Je l’avais déjà dit la dernière fois : je n’ai jamais vraiment aimé ce que je voyais de Whedon en tant que personne. Il a l’air d’être un type triste, frustré, offensif avec les mots, qui veut tout contrôler et qui fait de l’humour avec tout, sans réfléchir vraiment aux personnes à qui il s’adresse. Eh, moi aussi je fais de l’humour avec tout… mais j’ai vite appris qu’on ne pouvait pas faire ça avec tout le monde non plus. Et clairement, tu ne peux pas te le permettre avec des gens qui bossent pour toi, purée.

Voir aussi : Comment Buffy a façonné mon blog (et ma vie) ?

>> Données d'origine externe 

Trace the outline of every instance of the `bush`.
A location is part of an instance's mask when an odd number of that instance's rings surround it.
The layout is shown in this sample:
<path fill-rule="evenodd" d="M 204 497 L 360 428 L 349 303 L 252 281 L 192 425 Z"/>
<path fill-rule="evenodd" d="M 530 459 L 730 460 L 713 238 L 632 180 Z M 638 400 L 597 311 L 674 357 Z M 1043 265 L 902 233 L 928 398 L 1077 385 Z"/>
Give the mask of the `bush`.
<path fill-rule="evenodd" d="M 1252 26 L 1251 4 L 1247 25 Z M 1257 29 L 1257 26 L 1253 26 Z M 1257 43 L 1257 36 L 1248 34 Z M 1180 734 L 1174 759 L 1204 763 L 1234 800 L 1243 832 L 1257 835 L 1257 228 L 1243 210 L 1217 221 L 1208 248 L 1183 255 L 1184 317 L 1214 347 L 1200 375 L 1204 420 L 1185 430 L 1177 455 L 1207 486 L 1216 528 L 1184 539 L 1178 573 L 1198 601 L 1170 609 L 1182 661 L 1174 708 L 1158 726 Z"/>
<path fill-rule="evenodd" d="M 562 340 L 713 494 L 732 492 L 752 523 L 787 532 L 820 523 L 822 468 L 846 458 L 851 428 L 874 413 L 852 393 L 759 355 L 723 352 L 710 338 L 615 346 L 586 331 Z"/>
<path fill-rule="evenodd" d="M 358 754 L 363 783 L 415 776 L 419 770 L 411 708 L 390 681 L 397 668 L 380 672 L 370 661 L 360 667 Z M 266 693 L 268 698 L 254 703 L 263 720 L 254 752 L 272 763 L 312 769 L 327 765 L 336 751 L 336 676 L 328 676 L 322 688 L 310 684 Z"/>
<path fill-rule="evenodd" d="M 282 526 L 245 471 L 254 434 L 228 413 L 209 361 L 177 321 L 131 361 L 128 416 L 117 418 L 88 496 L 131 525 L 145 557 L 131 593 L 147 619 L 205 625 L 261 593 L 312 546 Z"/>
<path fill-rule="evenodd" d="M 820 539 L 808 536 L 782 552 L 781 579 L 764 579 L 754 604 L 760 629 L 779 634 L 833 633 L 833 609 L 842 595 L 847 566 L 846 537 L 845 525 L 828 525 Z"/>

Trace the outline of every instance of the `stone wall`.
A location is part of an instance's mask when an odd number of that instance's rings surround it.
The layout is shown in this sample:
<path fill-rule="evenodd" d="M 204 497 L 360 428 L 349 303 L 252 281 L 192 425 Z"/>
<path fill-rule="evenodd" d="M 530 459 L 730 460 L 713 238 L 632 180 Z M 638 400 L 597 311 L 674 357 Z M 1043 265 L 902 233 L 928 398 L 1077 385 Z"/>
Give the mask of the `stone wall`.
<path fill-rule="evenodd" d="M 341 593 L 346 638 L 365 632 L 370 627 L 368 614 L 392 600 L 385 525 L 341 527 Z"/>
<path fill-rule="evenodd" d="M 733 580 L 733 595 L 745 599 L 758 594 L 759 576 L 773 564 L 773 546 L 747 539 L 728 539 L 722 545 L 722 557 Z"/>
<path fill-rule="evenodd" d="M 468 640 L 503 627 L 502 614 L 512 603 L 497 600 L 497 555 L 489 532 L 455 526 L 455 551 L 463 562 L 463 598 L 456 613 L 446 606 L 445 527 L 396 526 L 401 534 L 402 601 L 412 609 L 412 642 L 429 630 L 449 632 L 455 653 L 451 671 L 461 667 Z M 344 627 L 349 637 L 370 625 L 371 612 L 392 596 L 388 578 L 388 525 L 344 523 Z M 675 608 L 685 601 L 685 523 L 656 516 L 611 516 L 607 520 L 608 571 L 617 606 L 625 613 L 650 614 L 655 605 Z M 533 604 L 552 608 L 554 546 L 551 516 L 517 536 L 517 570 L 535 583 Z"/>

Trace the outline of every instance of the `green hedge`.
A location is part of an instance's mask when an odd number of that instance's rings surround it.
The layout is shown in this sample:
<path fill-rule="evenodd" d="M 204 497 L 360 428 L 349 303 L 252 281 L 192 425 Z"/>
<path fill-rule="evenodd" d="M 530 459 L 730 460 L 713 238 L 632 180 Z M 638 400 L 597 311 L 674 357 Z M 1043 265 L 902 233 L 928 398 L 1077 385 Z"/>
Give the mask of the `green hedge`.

Sa réputation a toujours été la même : il a une vision artistique sacralisée (par ses fans, certes, son équipe, aussi, mais surtout par lui-même) et une certitude qu’il fait qu’il refuse la critique ; voulant que le script soit réalisé à la virgule près. Souvenons-nous qu’Halle Berry et lui se détestent à cause d’une simple réplique qu’elle n’aimait pas et qu’il n’a jamais voulu changer, menant à la blague la plus désastreuse de X-Men parce qu’elle ne l’a pas dit sur le bon ton (et on connaît assez le ton whedonien pour voir ce que ça aurait dû donner cette blague du crapaud qui dit aïe comme tout le monde)…

Ce qui se passe aujourd’hui, c’est qu’on est en 2021 et que cette attitude qui pouvait passer en 2000 ne trompe plus : son autoritarisme en fait une mauvaise caricature de dictateur ridicule, et le féminisme de ses œuvres est en train d’être sacrément taché par ce qu’il est, un homme blanc hétéro pas si ouvert d’esprit que ça. En même temps, là encore, difficile d’y trouver une surprise quand on connaît le traitement des personnages de couleur dans ses séries (ils sont vraiment peu nombreux, et à part Gina Torres, ou à la rigueur J. August Richards, faut voir comment ils finissent en général…).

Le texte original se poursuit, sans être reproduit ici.